Bill Gates and I: 60 Milliseconds on 60 Minutes

Billg was berating a group of us. "Somebody's confused. Somebody just doesn't understand. You guys are all wrong. I'm not going to use this thing!" The camera cuts to me looking dour, then back to Bill. The episode is part of a 60 Minutes interview (I'm at 6:50 into it) with Microsoft co-founder Paul Allen and is meant to illustrate that billg had an aggressive management style. Actually, this was a pretty mild illustration; he didn't even say "this is the dumbest f..ing thing I've heard since I've been at Microsoft."

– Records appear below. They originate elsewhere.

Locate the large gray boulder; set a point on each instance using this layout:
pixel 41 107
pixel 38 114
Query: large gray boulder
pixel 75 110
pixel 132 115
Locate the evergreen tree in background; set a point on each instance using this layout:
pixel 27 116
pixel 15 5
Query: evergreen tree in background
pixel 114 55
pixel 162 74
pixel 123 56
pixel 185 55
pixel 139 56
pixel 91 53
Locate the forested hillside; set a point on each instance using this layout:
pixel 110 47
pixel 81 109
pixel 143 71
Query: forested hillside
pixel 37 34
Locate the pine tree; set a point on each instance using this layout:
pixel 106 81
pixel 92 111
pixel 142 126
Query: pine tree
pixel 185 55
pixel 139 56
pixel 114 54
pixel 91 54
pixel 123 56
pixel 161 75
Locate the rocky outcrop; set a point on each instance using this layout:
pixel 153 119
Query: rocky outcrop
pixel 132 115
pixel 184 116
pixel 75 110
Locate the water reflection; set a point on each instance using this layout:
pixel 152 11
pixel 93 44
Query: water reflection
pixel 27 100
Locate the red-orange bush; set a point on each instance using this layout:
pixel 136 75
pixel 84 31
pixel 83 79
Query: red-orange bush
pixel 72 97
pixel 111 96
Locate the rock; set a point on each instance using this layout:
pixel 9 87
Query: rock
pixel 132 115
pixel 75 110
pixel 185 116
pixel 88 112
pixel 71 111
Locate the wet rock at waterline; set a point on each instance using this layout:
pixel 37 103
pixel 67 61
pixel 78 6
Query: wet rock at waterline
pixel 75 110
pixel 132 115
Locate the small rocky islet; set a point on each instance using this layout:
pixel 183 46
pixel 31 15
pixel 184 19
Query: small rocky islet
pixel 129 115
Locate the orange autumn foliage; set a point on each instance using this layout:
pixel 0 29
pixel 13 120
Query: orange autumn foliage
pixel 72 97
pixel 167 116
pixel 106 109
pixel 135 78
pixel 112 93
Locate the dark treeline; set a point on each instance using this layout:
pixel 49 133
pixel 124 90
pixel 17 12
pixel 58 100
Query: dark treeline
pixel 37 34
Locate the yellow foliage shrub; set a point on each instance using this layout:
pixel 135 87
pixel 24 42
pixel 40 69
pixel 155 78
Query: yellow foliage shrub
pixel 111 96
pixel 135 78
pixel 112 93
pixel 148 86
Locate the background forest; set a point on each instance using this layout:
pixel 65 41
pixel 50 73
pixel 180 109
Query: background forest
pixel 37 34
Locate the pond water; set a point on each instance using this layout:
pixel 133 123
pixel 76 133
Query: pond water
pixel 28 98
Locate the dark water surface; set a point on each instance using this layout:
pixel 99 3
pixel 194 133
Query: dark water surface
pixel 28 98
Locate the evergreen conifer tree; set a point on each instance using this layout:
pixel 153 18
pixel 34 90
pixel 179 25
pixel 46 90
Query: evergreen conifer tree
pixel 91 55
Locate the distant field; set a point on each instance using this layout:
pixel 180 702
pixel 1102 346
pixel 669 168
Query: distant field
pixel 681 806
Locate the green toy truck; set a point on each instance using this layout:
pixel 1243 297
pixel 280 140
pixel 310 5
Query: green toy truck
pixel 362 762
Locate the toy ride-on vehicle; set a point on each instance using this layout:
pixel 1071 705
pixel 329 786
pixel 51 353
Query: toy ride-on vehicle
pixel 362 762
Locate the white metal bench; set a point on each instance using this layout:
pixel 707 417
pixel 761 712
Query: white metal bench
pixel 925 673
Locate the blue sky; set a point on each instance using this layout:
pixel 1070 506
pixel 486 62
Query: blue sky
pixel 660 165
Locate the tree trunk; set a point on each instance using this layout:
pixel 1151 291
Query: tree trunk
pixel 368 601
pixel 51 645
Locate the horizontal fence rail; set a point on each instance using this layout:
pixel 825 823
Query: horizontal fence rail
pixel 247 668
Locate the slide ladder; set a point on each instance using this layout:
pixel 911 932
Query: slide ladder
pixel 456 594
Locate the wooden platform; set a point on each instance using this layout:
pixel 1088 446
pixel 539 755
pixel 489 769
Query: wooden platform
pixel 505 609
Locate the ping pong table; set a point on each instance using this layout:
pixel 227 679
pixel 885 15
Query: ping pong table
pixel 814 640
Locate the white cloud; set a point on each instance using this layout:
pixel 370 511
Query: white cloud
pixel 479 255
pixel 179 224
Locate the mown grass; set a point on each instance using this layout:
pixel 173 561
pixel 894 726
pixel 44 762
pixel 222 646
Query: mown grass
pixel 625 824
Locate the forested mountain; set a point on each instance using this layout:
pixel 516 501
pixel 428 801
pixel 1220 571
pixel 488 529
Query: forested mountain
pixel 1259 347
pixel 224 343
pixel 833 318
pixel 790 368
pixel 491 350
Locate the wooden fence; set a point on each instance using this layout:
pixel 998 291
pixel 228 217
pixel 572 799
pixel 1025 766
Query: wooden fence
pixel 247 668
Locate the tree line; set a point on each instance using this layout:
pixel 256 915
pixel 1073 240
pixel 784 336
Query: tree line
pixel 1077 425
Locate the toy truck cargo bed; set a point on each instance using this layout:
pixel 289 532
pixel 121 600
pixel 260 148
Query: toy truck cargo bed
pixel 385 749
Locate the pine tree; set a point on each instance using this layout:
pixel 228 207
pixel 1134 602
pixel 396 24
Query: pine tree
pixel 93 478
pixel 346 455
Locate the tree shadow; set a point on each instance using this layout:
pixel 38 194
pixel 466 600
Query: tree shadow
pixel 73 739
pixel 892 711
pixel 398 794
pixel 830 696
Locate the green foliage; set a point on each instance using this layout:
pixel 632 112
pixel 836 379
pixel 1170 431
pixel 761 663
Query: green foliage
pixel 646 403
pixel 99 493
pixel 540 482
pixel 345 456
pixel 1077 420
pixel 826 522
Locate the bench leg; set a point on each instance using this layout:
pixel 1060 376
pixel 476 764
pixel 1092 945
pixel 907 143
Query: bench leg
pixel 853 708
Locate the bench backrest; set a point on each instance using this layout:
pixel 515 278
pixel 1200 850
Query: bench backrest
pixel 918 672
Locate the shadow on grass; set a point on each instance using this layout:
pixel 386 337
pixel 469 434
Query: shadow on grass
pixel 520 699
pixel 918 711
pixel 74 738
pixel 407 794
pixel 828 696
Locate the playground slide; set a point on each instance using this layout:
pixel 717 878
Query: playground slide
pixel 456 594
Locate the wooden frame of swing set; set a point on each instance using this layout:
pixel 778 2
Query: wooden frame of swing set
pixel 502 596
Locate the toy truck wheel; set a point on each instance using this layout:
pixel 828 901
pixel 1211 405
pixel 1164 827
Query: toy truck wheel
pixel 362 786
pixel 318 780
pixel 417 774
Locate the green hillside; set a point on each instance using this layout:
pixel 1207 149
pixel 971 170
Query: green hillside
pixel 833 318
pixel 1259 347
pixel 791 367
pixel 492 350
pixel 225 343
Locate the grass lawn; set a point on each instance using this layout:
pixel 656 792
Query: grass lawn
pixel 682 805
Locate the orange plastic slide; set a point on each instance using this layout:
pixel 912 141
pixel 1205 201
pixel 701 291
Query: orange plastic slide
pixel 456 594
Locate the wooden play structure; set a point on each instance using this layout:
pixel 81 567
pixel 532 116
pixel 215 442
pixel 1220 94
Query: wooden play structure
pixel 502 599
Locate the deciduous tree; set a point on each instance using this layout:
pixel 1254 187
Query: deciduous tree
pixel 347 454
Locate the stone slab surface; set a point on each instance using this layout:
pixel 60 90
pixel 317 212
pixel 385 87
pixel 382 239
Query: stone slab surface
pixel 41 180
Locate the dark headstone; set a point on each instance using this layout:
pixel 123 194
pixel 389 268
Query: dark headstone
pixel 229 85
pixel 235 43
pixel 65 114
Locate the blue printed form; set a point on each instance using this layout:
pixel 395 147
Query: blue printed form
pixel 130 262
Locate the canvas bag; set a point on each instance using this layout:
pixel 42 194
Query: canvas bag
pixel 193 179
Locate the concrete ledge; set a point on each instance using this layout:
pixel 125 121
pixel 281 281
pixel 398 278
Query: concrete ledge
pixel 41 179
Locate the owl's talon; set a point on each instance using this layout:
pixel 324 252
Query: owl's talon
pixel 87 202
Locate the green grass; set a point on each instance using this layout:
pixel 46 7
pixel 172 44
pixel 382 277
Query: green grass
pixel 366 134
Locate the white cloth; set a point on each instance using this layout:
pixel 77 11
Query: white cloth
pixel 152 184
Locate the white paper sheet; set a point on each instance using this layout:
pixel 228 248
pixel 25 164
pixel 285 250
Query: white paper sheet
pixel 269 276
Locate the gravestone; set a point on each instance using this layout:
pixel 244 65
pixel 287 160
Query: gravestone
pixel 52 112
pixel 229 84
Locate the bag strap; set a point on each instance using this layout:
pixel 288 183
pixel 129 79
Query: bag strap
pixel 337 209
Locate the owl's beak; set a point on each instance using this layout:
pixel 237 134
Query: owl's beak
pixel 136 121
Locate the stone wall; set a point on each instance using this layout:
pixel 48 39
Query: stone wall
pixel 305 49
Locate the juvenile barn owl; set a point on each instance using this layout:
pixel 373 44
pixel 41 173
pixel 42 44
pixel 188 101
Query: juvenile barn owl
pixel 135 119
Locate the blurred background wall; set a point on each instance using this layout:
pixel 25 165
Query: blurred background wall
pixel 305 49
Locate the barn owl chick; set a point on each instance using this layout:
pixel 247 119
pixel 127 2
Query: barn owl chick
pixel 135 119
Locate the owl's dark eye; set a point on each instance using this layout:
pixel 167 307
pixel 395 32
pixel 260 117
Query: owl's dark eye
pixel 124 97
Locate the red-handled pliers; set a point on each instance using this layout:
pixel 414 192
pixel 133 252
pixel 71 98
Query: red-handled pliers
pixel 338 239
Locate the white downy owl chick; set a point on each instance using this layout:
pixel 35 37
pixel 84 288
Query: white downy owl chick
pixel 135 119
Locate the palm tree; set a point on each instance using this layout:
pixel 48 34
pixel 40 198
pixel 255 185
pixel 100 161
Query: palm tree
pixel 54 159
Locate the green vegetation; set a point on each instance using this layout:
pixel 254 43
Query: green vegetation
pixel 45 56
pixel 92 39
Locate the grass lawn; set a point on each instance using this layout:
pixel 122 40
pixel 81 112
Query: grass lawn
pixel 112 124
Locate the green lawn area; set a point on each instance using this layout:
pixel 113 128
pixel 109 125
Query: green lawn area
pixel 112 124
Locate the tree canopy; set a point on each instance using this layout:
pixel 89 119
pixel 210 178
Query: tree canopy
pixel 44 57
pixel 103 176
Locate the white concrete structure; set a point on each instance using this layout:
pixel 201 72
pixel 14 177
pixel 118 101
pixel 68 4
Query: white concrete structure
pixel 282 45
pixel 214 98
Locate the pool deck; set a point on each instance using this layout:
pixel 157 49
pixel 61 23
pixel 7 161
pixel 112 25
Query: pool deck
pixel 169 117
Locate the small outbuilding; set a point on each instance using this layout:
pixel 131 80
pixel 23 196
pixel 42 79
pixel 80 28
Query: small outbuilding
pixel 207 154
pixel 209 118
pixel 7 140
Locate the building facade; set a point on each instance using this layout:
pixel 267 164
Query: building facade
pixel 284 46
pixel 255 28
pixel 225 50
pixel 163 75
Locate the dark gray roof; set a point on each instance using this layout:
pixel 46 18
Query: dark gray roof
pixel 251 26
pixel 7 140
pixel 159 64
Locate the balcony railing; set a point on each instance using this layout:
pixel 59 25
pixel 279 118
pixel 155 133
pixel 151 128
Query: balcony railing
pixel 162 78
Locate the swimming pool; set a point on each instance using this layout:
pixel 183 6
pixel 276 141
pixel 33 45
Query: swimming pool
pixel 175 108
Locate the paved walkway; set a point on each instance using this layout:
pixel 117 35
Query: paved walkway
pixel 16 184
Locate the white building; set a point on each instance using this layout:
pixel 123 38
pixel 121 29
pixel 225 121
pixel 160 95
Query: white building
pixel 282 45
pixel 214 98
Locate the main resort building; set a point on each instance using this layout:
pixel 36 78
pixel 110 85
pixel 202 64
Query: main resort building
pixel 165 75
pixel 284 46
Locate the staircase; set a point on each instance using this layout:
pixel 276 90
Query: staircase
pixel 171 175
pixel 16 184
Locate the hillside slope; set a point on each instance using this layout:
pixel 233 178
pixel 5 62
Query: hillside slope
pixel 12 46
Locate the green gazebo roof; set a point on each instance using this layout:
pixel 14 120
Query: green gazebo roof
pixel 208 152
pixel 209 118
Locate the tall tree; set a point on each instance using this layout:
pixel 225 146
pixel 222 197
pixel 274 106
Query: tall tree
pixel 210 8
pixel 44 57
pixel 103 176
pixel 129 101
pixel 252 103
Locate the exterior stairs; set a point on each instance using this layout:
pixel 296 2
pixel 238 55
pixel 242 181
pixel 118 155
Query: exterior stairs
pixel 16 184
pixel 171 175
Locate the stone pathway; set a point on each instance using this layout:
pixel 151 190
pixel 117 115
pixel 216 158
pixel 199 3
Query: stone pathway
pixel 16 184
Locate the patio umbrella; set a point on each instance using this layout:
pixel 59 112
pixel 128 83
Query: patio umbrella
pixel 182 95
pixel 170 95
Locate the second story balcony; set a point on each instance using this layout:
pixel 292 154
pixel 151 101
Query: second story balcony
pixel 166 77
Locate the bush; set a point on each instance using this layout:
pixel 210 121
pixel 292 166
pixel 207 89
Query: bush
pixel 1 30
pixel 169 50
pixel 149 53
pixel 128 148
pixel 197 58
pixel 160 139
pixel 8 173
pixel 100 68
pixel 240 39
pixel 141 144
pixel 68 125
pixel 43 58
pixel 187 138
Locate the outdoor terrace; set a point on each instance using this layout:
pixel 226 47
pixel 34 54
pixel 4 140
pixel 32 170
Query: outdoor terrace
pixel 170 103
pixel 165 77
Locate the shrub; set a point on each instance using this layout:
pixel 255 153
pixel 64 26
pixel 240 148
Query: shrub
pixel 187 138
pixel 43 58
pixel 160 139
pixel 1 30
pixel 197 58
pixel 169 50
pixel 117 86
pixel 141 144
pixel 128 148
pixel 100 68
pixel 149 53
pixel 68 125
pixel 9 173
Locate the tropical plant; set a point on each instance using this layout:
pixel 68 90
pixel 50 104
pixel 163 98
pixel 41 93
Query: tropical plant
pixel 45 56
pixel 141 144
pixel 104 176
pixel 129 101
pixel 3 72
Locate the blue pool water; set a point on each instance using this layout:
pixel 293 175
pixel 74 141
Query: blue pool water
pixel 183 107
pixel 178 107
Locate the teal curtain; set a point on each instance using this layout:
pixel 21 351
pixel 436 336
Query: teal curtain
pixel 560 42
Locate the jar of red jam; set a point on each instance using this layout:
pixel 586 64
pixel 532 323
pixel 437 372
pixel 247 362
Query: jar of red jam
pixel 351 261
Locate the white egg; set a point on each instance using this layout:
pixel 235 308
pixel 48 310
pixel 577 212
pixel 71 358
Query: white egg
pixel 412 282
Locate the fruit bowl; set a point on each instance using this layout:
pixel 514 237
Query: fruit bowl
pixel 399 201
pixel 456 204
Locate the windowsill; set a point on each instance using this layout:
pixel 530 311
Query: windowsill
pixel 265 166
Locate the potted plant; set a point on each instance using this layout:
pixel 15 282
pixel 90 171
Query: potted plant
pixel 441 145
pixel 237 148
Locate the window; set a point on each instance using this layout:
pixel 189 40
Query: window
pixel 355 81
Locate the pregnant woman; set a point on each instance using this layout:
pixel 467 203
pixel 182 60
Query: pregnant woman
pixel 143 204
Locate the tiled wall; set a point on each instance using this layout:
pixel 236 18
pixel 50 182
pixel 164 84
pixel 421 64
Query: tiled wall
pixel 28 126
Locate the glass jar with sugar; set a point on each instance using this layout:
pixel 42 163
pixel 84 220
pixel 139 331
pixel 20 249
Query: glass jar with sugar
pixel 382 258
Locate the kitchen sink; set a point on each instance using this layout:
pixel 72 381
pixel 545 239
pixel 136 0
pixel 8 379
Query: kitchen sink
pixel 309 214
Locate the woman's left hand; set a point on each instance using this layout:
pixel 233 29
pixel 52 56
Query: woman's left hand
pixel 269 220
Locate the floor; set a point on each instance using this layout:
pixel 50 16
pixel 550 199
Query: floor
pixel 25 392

Friends were nice enough to phone, email, and post on Facebook that they'd seen me on 60 Minutes. I don't remember the incident or whether or not I was responsible for the offending product but I do know how it happens that CBS has this video and can certainly remember plenty of episodes like this

Paul Allen says immediately afterwards that you had to stand up to Bill when he shouted; he's right. If you were wrong, best to say so and not try to bluff or make excuses. If Bill kept on shouting, you had to tell him that you get it and there's more stuff to cover. If Bill was wrong, you had to tell him that – not easy to do but no choice. There was no respect and ultimately no career for those who knuckled under. There was also no immediate praise for standing up to him – but that's how Microsoft careers were made (as long as you were right most of the time).

The tape was shot during a period when reporter Connie Chung had permission to tail Bill on the Microsoft campus. The company was just getting big and successful enough to attract negative publicity and the PR firm convinced Bill that he could get good PR in this way. At first he loved it; Connie flattered him and asked softball questions. We had ways to meet without the cameras but she got plenty of good footage. Once she had all her footage, she came into Bill's office with her camera man and started to ask really tough and hostile questions, ambush journalism at its best. Apparently Bill got upset, knocked over a chair, and ordered her away – all on camera.

I happened to be with Bill a couple of days later when he was bemoaning this and wondering why the press was so hostile. "You can make them less hostile if you want," I said.

"How?"

"Stop winning all the time. Success invites attack." He didn't take my advice. Losing isn't part of his personality. I'm sure he's also grown a thicker skin over time. Done a lot of great things, too.

More Microsoft memories:

Microsoft Memories

Microsoft Memories – Sleeping with Telcos

Microsoft Meetings

How MAPI Beat VIM (an historical footnote)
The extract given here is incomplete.